The methods described in fig. 9 and 10 may be performed by a ray tracing system, such as the system shown in fig. 1. That is, the ray tracing system of FIG. 1 may be configured to convert ray data of rays into ray representations. As described above, the ray representations are compressed representations of ray data. As also described above, the ray data may include three directional components and three location components of the ray. More specifically, the method described in FIG. 9 may be performed by processing logic included within the ray tracing system of FIG. 1. The processing logic may be configured to perform the steps shown in fig. 9. In other words, the processing logic is configured to: identifying which of the three directional components of the ray data has the greatest magnitude and defining an axis of the identified directional component as the long axis of the ray; determining a transition position on the light ray where the position component along the long axis is zero; and rescaling the three directional components of the light such that the value of the directional component along the long axis is 1. The resulting ray representation generated by the processing logic includes (i) two positional components of the transition position of the ray along an axis other than the long axis, and (ii) two rescaled directional components of the ray along an axis other than the long axis.

The processing logic of the ray tracing system in fig. 1 may be further configured to: the minimum and maximum distance components are rescaled and transitioned based on the transition location and the direction of rescaling of the ray.

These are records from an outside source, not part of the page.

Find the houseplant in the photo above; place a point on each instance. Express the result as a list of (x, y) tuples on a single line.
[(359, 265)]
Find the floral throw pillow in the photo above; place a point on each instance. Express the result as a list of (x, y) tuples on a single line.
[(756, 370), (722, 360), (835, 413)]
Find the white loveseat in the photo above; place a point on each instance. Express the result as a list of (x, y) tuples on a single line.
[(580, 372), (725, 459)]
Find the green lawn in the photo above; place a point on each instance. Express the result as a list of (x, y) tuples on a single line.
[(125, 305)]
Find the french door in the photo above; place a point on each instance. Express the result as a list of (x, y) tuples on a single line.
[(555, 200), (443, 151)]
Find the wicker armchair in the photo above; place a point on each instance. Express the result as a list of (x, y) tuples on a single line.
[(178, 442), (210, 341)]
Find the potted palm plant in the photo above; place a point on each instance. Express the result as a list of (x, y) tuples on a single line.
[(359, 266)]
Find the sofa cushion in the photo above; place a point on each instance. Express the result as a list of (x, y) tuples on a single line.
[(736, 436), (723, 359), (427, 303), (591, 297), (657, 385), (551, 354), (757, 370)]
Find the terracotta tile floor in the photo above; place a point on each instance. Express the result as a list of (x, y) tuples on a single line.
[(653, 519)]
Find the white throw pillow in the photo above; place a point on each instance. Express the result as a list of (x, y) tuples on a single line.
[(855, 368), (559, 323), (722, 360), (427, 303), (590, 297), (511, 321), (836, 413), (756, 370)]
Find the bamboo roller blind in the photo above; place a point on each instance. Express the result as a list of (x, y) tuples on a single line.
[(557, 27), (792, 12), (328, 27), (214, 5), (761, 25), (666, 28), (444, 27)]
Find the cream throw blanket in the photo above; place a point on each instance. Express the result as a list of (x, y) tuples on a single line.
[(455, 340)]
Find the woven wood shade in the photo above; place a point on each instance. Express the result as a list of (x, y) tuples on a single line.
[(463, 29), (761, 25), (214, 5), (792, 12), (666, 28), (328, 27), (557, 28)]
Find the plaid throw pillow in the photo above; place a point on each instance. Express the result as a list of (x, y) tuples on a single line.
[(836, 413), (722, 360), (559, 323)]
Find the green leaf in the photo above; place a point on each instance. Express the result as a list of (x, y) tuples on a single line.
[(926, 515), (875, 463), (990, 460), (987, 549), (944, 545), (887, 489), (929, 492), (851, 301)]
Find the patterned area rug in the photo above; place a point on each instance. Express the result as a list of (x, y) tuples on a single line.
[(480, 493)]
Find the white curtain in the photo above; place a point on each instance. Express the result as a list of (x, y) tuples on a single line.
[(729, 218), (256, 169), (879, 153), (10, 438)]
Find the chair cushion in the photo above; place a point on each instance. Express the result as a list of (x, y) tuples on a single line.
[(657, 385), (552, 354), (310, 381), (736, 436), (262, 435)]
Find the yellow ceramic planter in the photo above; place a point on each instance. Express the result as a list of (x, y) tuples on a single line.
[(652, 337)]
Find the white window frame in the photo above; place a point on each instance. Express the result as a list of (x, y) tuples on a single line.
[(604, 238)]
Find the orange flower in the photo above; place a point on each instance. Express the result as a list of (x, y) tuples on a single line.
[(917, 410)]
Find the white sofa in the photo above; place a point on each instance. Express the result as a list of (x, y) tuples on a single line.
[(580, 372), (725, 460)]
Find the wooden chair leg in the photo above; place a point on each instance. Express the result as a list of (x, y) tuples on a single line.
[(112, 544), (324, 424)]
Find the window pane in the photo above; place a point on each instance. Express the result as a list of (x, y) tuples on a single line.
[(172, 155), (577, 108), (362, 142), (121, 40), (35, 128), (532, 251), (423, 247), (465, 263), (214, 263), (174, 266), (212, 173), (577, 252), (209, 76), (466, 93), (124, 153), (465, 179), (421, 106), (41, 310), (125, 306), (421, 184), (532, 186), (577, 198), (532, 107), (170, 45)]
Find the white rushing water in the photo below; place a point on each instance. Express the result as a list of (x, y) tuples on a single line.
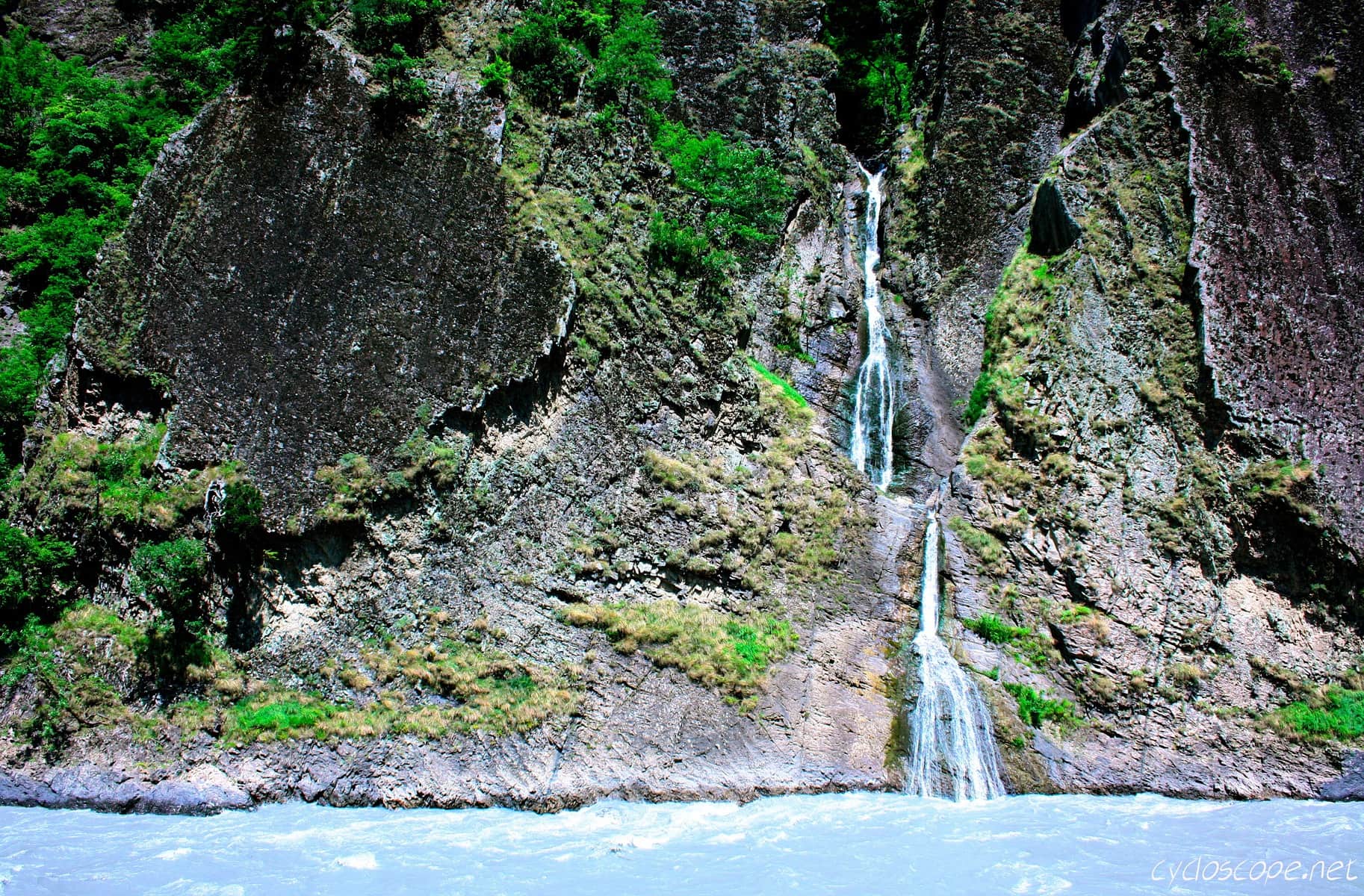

The processing logic may be further configured to: the ray representation is converted into (quantized) ray identifiers by generating a data packet of the ray representation, which data packet comprises data indicating the long axis of the ray, two (quantized) position components of the transition position and two (quantized) rescaled direction components.

Similarly, the method described in FIG. 10 may be performed by processing logic included within the ray tracing system of FIG. 1. That is, the ray tracing system of FIG. 1 may be configured to convert a ray representation into ray data for a ray, wherein the ray representation is a compressed representation of the ray data, and comprises: (i) two positional components of the transition position of the light, (ii) two directional components of the light, and (iii) an indication of the long axis of the light. The processing logic of the system may be configured to insert a third position component of the ray according to the indication of the long axis of the ray, wherein the value of the third position component is 0, and to insert a third direction component of the ray according to the indication of the long axis of the ray, wherein the magnitude of the third direction component is 1.

The ray tracing system of fig. 1 may also include a memory, such as the memory shown in fig. 3. The memory of the ray tracing system may be a cache. This cache may be referred to as a likely hit cache. Where the ray tracing system includes a memory such as that shown in FIG. 3, the ray representations generated by the system may be used to store an indication of the ray in the cache. The ray tracing system may be further configured to retrieve data from the cache for an intersection test, the intersection test for rendering an image of the scene. In other words, the ray representations generated by the ray tracing system may be used to perform ray tracing operations.

While the methods of fig. 9 and 10 are described herein as being used with the memory shown in fig. 3, it should be understood that compression and decompression techniques may have other applications. An exemplary purpose of ray property compaction is to reduce storage requirements whenever ray data is stored in memory, particularly local memory in a ray tracing system (e.g., by making the cache narrower because the width of the ray data is reduced, or by making the cache shorter because more rays can be packed into a single cache line). Another objective of ray property compaction is to simplify arithmetic in ray and geometric intersection testing by reducing or simplifying arithmetic operations. This can be achieved in three ways. First, rays having a unit directional component and/or zero position component may reduce the number of multipliers and/or adders, respectively, required for intersection testing of ray data. Second, fixed point formats (e.g., for directional components) may reduce hardware complexity because fixed point arithmetic is generally cheaper than floating point arithmetic for the same bit width. Third, reducing the number of bits of the light component may reduce the width required for any arithmetic operations (e.g., multipliers, adders, etc.), thereby reducing the overall area cost.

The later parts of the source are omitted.